Sections

Corridor économique de l’autoroute 30 : consultations à venir en août


Publié le 21 juillet 2017

Le député de Châteauguay Pierre Moreau.

©Photo :TC Media-Valérie Lessard

Le député de Châteauguay Pierre Moreau assure que le gouvernement du Québec adoptera le projet de loi 85 visant la création d’un corridor économique aux abords de l’autoroute 30 avant la fin de 2018. Des consultations particulières sont prévues à ce sujet les 15 et 16 août à l’Assemblée nationale.

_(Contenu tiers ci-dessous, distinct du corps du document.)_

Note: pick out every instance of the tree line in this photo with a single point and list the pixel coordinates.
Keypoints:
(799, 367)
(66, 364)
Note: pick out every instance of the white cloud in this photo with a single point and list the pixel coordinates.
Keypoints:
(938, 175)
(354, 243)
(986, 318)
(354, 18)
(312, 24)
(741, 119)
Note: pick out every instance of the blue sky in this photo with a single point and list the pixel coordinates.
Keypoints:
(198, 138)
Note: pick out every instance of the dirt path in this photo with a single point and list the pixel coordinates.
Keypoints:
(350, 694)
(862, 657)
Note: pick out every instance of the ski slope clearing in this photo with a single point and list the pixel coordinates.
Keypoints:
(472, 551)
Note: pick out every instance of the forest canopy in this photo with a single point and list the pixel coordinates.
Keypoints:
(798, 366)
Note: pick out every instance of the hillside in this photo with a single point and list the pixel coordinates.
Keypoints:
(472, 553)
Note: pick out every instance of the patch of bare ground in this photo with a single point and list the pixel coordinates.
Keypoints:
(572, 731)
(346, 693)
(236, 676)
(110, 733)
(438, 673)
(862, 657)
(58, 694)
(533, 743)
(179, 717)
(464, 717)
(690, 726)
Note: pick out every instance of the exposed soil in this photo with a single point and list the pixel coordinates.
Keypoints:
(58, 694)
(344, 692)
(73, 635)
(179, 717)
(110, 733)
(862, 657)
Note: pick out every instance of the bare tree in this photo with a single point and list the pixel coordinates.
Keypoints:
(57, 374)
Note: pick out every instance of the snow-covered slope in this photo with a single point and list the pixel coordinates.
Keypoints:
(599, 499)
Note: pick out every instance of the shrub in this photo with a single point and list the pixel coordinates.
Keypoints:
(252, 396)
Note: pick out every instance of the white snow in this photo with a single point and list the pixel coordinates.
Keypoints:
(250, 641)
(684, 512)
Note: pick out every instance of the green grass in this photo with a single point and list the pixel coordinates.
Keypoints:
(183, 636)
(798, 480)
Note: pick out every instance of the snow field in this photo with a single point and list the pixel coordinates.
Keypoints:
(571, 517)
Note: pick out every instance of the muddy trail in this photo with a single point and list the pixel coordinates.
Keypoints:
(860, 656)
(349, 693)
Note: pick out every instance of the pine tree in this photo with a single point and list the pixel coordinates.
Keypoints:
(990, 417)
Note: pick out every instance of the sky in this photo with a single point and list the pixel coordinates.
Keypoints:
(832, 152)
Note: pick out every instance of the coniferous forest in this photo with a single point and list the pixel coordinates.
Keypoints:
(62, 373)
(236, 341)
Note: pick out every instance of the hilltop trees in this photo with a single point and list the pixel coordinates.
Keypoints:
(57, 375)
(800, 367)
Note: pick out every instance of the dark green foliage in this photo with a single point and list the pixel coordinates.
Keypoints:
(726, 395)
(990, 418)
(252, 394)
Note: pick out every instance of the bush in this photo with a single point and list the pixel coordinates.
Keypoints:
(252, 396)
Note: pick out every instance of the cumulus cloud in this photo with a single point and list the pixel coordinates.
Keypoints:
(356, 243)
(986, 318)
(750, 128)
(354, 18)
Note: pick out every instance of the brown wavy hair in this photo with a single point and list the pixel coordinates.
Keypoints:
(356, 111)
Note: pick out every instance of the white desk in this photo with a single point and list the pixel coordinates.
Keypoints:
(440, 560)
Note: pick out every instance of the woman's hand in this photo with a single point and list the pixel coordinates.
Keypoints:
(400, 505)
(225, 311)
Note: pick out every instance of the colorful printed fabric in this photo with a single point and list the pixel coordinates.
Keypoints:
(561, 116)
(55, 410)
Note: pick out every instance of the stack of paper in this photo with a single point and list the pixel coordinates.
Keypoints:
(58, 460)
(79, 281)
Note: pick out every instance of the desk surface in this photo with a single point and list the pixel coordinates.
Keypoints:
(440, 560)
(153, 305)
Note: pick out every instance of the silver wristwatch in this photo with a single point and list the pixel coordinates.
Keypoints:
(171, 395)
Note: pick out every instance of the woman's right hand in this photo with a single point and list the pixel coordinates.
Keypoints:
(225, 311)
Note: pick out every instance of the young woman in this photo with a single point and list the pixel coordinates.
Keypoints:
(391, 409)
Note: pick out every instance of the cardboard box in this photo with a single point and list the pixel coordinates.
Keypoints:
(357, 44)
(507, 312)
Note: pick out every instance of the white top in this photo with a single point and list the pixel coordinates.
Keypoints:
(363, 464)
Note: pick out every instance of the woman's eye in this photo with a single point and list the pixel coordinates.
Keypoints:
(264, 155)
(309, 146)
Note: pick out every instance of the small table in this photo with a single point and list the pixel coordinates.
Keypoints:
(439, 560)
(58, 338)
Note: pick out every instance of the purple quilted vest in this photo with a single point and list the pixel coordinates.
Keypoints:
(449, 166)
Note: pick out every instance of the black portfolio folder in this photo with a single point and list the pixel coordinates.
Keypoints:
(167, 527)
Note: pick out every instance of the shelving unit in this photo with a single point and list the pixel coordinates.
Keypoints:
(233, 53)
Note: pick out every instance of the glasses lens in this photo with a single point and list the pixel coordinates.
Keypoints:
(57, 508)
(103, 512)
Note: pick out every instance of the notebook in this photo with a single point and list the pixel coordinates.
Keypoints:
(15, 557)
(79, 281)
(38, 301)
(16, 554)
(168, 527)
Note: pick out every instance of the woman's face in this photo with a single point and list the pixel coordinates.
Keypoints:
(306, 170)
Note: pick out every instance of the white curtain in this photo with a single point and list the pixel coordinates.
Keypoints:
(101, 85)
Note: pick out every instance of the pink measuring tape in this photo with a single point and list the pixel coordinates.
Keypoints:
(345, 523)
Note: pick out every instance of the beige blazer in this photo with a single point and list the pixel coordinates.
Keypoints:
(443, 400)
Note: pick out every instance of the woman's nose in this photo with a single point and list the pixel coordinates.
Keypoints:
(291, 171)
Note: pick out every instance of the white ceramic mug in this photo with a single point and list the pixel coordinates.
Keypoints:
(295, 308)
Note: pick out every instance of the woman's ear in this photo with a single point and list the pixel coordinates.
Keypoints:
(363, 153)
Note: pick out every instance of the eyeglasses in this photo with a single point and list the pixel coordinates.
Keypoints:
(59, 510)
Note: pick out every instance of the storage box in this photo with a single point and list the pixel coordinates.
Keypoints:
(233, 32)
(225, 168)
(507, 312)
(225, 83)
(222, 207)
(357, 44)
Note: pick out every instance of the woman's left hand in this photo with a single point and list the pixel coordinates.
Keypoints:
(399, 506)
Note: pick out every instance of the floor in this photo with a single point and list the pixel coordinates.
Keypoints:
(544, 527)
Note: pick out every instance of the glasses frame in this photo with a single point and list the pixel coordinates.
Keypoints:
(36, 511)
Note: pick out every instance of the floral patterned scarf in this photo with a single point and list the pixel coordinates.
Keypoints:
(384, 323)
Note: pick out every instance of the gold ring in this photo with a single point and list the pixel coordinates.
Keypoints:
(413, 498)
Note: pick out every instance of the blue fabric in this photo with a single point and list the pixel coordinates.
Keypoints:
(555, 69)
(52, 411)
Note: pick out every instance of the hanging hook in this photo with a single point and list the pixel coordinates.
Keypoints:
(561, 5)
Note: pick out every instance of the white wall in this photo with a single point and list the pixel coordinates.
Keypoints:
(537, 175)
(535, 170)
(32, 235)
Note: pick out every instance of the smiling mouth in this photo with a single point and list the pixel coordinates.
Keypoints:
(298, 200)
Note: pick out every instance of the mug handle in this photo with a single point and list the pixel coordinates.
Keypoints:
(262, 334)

La carte du corridor économique projeté par le gouvernement.
(Photo - capture d'écran)

Le projet de loi vise la création d’un guichet gouvernemental unique qui facilitera l’implantation d’entreprises du secteur de la logistique aux abords de l’autoroute 30 et dans les pôles logistiques de Contrecoeur et des Cèdres.

Le gouvernement a déjà ciblé des zones dans les villes qui seraient concernées par ce guichet unique. «Tant et aussi longtemps que le projet de loi n’est pas adopté, on va continuer à travailler ensemble (avec les maires), pour identifier les secteurs en questions», souligne M. Moreau.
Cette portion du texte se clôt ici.